Reflecting on a legacy of justice, compassion, and love, the Adventist Development and Relief Agency (ADRA), commemorated their 40th anniversary during their member meeting at Annual Council 2023 on October 9, 2023.. “October 10, 1983, was the day this body voted to form ADRA and establish the bylaws of an organization that has grown in scale from very humble beginnings to one with a global footprint,” stated Michael Kruger, president of ADRA International as he introduced a video report.
Following the video report was a thank you ceremony for ADRA pioneers Dr. Ralph S Watts and his wife, Pat. To celebrate their legacy of service, ADRA announced their new US$1 million entry program, which will train future Adventist professionals for ADRA work across the globe.
A History of Service
Since ADRA’s first major response to famine in Ethiopia in 1983, the organization has become globally renowned for its emergency aid. Since then, ADRA has responded to thousands of calamities and natural disasters across the globe.
“As we look at the media today, hurricanes seem stronger, tropical storms bring more devastation, droughts impact farmers, so ADRA has pivoted and changed to respond,” said Kruger.
The video highlighted three core pillars of ADRA’s work: health, community aid, and education. Specifically, their school feeding initiative, assistance in remote Mongolian communities, and recent Amazon school-build were projects of significant impact.
“Alongside these development pillars, we also recognize the growing need to amplify voices through advocacy,” Kruger added, speaking of ADRA’s first global advocacy campaign “Every Child. Everywhere. In School”. Initiated in 2019, the campaign garnered 1.3 million signatures, thanks to the help of church leaders and laypeople.
Stories of Pioneers
Following the video, Kruger invited Elder Watts to the stage, ADRA’s first and longest-serving president, to recognize his contribution in establishing ADRA in 1983 and growing it significantly in years after. Kruger, 90, still serves as a consultant to ADRA and remains passionate about mission.

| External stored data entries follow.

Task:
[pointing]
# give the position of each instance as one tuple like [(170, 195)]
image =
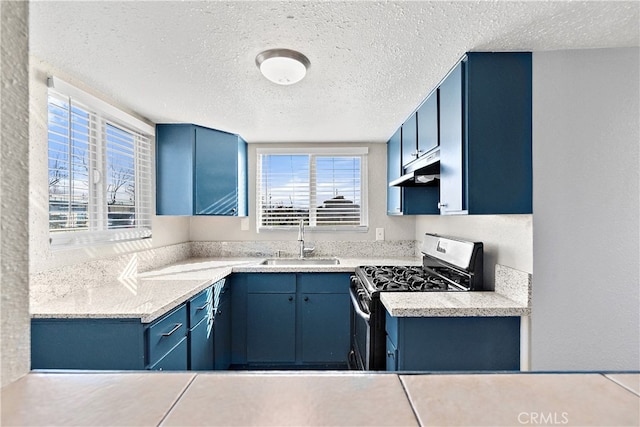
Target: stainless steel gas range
[(448, 265)]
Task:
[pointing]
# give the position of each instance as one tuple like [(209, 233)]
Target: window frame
[(314, 152), (103, 117)]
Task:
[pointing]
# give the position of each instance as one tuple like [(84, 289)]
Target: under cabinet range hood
[(422, 172)]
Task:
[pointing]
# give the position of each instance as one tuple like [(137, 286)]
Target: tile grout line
[(621, 385), (173, 405), (406, 393)]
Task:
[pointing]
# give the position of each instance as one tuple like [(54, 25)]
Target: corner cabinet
[(453, 343), (290, 320), (200, 171), (480, 117)]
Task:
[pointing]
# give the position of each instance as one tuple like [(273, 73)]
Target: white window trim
[(104, 111), (321, 151)]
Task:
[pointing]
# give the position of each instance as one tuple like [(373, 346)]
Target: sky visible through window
[(327, 188)]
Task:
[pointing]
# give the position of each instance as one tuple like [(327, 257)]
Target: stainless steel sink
[(301, 261)]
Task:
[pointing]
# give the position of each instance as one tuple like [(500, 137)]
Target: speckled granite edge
[(62, 281), (290, 248), (513, 284)]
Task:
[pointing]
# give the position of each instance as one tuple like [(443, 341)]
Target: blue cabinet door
[(271, 327), (451, 142), (428, 136), (454, 343), (394, 171), (392, 356), (409, 140), (175, 145), (498, 136), (87, 344), (222, 333), (324, 327), (201, 338), (216, 173), (200, 171)]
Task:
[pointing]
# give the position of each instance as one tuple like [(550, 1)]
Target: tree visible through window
[(95, 168), (322, 190)]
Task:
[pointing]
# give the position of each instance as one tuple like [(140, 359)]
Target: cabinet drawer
[(270, 283), (166, 333), (174, 360), (324, 283), (200, 306)]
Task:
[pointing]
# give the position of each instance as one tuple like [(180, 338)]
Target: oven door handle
[(356, 307)]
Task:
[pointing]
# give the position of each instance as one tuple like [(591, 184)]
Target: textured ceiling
[(372, 63)]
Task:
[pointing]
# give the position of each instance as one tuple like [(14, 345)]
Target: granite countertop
[(149, 295), (447, 304)]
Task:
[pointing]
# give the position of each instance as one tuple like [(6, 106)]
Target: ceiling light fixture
[(283, 66)]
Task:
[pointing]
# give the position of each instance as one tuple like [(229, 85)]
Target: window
[(326, 188), (99, 171)]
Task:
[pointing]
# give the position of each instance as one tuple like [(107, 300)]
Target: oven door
[(360, 352)]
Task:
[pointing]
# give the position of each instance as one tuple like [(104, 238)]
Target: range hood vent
[(423, 172)]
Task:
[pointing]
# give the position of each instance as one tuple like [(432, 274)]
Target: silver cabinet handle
[(175, 328)]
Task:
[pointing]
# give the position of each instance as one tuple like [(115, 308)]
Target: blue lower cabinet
[(201, 338), (392, 356), (271, 327), (453, 343), (200, 343), (222, 333), (290, 320), (174, 360), (179, 340), (88, 344), (324, 327)]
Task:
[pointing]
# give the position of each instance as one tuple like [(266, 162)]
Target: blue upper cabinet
[(485, 135), (451, 142), (394, 171), (410, 139), (417, 200), (427, 118), (200, 171)]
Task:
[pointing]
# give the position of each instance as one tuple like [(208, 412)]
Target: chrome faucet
[(303, 250)]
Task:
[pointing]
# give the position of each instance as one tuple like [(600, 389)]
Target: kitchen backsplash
[(513, 284), (61, 281), (290, 248)]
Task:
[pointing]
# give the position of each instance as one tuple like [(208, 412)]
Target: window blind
[(323, 189), (99, 176)]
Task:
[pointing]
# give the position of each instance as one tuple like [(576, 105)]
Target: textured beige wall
[(14, 190)]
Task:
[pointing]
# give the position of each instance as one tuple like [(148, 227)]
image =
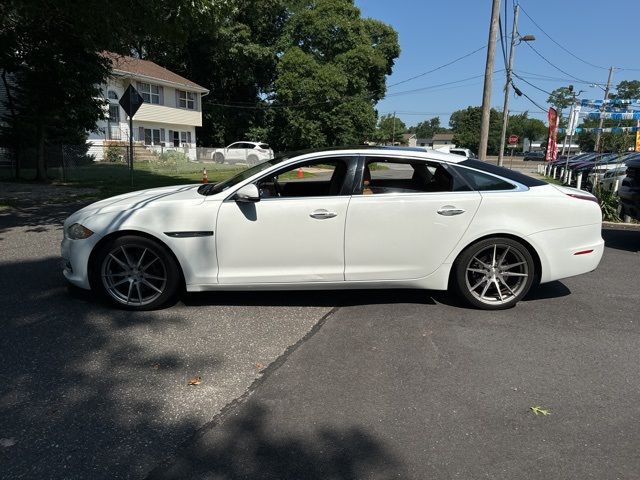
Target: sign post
[(130, 102)]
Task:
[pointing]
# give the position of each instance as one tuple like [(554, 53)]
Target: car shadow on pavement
[(315, 298), (251, 446), (83, 394), (622, 238)]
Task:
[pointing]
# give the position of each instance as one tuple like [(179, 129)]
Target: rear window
[(503, 172)]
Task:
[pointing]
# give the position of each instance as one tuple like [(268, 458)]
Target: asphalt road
[(359, 384)]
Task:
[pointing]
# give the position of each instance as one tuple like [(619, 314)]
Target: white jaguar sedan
[(337, 219)]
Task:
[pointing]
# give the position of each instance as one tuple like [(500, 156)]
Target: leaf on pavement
[(540, 411), (7, 442)]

“This is the man who laid the foundation, and [who] for 17 years sat in the seat I now sit in,” said Kruger, referring to Watts’ long standing role as president of ADRA International.
Drawing on a wealth of experience, Watts was invited to share some memories of his time with ADRA.

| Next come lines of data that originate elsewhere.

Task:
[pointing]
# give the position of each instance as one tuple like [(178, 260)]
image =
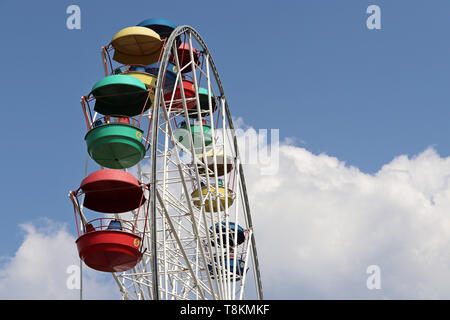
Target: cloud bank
[(44, 264), (319, 225)]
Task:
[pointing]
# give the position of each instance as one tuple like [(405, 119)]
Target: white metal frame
[(179, 236)]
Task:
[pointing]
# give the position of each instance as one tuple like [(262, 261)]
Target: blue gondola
[(231, 228)]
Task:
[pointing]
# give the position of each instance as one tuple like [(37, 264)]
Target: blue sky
[(309, 68)]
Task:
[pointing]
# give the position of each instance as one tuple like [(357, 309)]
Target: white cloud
[(319, 224), (38, 270)]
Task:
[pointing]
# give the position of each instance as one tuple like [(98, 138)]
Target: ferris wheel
[(175, 219)]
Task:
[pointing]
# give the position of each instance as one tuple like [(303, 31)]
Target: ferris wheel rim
[(164, 61)]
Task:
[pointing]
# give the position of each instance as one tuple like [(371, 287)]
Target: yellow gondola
[(136, 45), (212, 206)]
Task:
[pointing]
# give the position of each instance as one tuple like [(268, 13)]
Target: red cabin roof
[(112, 191), (109, 250)]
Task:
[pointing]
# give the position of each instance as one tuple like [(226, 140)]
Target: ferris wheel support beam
[(183, 182), (153, 174)]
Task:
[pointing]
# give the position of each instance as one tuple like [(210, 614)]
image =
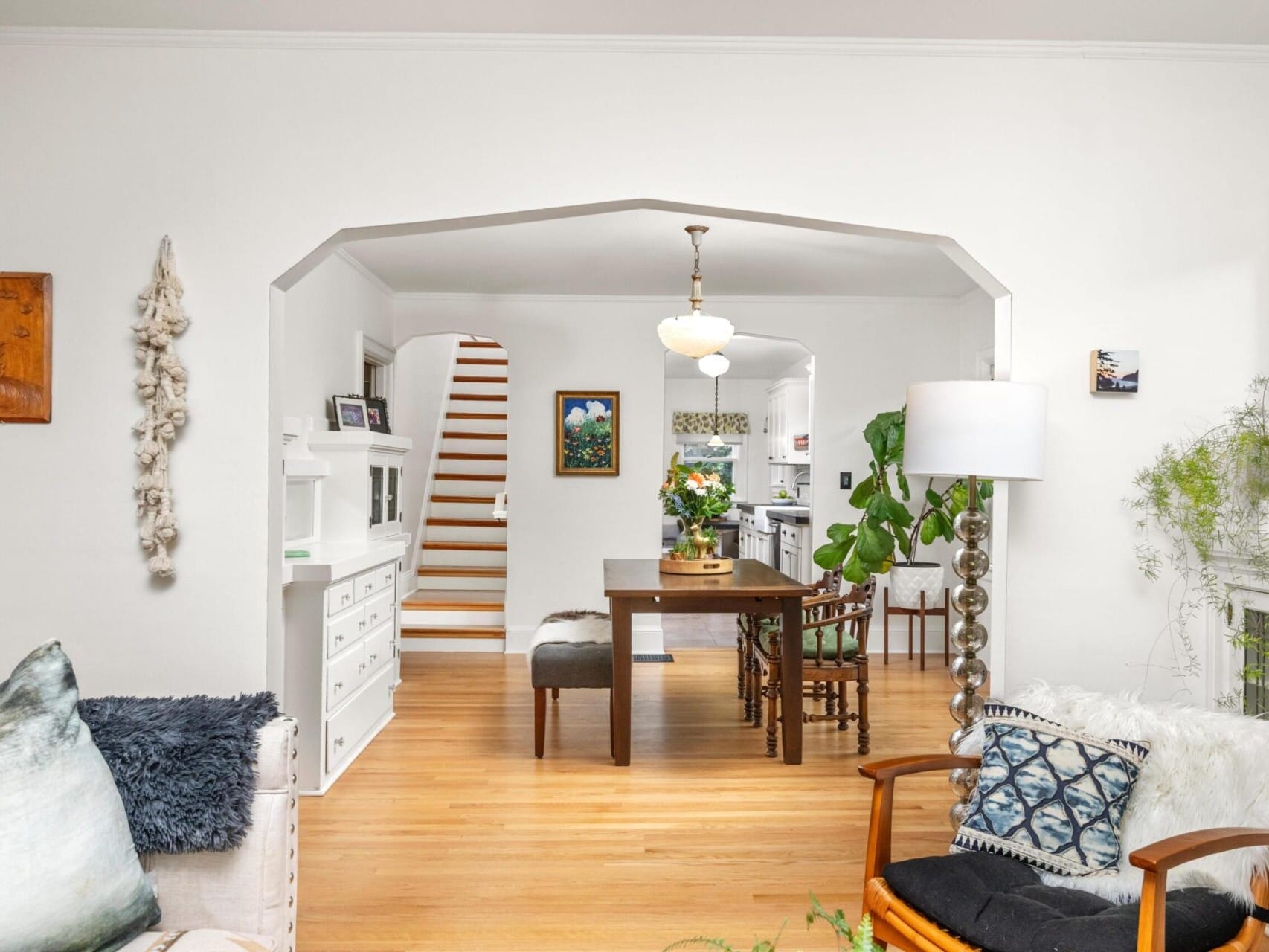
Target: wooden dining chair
[(749, 682), (834, 654)]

“When I look back 40 years and try to recall what it was like when I came to the GC at that time, the ADRA office was in the Review and Herald building and no one had ever heard of ADRA in the Adventist Church,” added Watts.
He continued by telling the story of how ADRA’s humanitarian effort during the Balkan War in the 1990s helped establish ADRA’s name and reputation.
“At that time, Sarajevo [Bosnia], a critical city, was shut off from the rest of the world,” he began. In response, ADRA established a postal service there and began distributing mail, resulting in thousands of people becoming familiar with ADRA, as it was stamped on every letter and package.
“The big lorries would come into Sarajevo and pick up the ADRA-stamped mail and distribute it across Europe and the world. What a blessing it was to provide this kind of service to the people there,” said Watts.
In a “tremendous surprise” for Watts, South Pacific Division lawyer Igor Radonič, was invited to the stage to share the impact of ADRA’s work on his faith. At only 11-years-old when the Balkan war broke out in 1992, his family relied on ADRA’s postal service.
“I sought refuge in nearby Serbia at my grandmother’s house, and the only way we knew my mum was alive was through her letters,” Radonič began. “ADRA also fed my mum during the war as well. She made a covenant with God that if her two children were safe and she survived the war, she would find a place to worship Him. So it’s because of ADRA that I became an Adventist.”
Embracing in a hug, Watts was moved by Radonič’s story. “I believe ADRA can play a significant role in preparing the hearts of people like this young man right here, to follow the Lord,” he said. “I believe the best days of ADRA’s ministry are ahead; I just wish I were 40 years younger!”
Recognizing a Legacy
ADRA’s segment at the Annual Council ended with the official recognition of Elder and Sister Watts’ mission work through the presentation of a trophy and the introduction of a new training program.
The “Ralph Watts New Entry Program” will see ADRA International invest one million US Dollars to develop young Adventist professionals for ADRA worldwide.
“What a thrill it is! I can’t believe this!” said Watts. “I’m honored and really humbled by this. I’m running out of words and that doesn’t happen too often!”
Speaking to their extensive service both in the United States and across the globe, Ted Wilson, General Conference president, officially thanked Elder and Sister Watts, before closing the segment with a prayer for them.
“Thank you for such extensive service. We are indebted to you both, and are extremely grateful for what God has done through you,” Wilson said.